Schoolchildren think their teachers should keep their regional accents, rather than modifying them for the classroom, new research shows.
Alex Baratta, from the University of Manchester, said there was still a prevailing assumption that received pronunciation is the most desirable classroom voice.
One teacher from Bristol told him: “The Bristolian accent has lots of connotations, like village idiot, yokel, farmer. It wasn’t doing me any favours, because all you’d hear is the accent, and it was like, ‘He’s thick’.”
And a teacher from Salford admitted to modifying her accent closer to received pronunciation, because she wanted to be “a model to the girls”.
However, the pupils whom Dr Baratta spoke to believed that it was important for their teachers’ speech to reflect the diversity of accents in society. “I don’t think there should be a standard accent, because it’s wrong to discriminate,” said one pupil.
Another commented: “You should just talk how you want to.”
Must talk be'er
However, school students did say they were often criticised for using a glottal stop: the verbal swallowing of letters that renders “better” as “be’er”.
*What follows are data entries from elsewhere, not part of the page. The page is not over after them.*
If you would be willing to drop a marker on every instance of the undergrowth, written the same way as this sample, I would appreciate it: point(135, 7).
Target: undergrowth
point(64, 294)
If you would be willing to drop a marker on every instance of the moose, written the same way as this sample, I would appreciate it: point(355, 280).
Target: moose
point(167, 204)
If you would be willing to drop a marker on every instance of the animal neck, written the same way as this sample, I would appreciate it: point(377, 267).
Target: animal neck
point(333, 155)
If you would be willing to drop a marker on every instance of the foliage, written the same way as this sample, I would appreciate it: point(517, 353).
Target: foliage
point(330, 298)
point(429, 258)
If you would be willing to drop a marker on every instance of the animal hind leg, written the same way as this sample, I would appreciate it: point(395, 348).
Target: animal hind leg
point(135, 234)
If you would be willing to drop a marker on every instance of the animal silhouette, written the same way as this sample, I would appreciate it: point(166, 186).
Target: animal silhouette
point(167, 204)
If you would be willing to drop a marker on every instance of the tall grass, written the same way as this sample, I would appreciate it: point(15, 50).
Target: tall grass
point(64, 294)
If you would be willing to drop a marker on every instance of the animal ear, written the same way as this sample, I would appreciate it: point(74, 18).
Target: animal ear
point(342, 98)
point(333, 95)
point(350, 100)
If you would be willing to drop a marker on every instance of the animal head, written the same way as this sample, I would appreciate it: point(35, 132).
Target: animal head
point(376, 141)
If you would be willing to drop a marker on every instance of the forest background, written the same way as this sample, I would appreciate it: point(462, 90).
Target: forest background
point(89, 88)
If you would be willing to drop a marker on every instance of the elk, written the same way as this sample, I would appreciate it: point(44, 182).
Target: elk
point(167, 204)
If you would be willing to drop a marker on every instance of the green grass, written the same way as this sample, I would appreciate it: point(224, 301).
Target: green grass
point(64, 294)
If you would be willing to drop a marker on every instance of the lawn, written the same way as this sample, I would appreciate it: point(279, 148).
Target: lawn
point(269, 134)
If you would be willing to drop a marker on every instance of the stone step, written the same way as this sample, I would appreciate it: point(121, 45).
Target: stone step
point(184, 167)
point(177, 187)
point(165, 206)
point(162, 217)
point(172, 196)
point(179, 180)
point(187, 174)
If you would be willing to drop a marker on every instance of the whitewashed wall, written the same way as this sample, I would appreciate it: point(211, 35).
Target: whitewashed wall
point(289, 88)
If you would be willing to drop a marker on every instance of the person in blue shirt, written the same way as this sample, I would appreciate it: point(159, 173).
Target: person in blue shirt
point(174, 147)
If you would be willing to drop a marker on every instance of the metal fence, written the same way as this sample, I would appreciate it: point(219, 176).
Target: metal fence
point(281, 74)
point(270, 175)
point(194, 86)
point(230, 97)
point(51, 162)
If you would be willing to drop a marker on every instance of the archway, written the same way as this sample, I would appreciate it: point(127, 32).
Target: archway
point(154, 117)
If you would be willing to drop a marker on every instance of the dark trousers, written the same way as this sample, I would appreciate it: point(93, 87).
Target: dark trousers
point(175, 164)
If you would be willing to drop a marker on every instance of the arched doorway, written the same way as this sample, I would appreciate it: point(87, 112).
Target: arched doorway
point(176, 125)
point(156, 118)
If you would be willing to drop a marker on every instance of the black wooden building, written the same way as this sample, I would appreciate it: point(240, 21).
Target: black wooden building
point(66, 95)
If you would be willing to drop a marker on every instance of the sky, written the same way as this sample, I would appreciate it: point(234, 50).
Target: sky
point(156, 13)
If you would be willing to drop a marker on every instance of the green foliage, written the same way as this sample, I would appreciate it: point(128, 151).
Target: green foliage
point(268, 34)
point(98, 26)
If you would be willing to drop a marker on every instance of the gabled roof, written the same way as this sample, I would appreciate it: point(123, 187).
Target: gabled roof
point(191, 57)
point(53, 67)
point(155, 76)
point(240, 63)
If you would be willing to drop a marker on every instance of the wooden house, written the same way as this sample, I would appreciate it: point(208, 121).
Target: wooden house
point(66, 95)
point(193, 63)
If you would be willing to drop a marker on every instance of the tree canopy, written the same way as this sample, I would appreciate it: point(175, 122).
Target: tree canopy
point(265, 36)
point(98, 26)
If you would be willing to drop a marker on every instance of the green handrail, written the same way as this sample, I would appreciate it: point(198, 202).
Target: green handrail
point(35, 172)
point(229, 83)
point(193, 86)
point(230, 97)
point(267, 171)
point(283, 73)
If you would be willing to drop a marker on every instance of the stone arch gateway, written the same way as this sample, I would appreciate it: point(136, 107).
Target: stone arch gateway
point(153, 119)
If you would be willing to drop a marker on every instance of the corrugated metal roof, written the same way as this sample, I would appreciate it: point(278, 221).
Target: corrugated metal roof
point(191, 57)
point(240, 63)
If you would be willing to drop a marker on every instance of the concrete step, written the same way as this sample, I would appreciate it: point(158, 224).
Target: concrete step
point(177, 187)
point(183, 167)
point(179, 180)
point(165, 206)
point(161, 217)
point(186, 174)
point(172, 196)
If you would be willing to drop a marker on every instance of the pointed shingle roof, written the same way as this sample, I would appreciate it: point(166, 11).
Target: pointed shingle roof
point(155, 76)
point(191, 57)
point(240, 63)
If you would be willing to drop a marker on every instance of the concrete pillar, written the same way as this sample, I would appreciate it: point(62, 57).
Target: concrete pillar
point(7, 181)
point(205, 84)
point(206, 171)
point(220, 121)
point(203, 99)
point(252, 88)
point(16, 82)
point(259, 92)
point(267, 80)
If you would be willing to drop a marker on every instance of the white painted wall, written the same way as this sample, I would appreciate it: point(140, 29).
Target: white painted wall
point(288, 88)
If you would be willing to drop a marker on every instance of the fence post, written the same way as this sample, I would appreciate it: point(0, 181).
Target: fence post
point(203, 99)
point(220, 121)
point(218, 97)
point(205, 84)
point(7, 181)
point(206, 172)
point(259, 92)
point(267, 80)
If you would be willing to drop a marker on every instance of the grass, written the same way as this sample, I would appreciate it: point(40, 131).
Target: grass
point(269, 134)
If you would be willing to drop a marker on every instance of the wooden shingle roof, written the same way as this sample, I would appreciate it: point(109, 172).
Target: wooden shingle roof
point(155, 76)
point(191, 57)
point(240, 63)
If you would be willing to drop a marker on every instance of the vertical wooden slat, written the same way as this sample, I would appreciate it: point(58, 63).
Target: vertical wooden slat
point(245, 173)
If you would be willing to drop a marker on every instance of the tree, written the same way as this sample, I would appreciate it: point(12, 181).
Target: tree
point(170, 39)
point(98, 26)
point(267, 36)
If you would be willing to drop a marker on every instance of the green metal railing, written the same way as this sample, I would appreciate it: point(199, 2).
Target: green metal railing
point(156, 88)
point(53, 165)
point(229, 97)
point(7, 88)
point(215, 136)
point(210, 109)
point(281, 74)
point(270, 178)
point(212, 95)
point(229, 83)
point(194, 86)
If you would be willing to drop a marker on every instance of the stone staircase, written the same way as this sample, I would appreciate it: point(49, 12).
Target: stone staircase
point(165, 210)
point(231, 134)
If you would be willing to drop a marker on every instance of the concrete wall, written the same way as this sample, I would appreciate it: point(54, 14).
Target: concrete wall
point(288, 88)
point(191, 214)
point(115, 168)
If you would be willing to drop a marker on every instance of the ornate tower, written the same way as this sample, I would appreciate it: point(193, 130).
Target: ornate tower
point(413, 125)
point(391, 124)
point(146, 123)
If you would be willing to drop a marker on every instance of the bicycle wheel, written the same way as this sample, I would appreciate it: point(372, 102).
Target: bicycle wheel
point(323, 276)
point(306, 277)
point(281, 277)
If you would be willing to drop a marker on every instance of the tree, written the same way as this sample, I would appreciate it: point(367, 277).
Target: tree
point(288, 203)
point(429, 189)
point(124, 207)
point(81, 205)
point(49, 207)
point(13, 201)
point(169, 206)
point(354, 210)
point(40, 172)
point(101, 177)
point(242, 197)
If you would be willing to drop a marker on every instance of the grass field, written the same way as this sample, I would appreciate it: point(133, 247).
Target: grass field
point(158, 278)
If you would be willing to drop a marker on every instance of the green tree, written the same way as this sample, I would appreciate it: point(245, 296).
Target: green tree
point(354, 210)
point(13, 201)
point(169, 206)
But many pupils echoed the sentiment expressed by one interviewee: “People shouldn’t have to change themselves.”
In his research, Dr Baratta spoke to nine teachers and 55 pupils, at three schools. He is still in the process of collating his findings.
“For the current generation of British children, one’s accent is clearly representative of who a person is,” he said. “Therefore, a desire to keep it real is felt, amid the students’ clear respect for diversity – in this case, linguistic diversity.”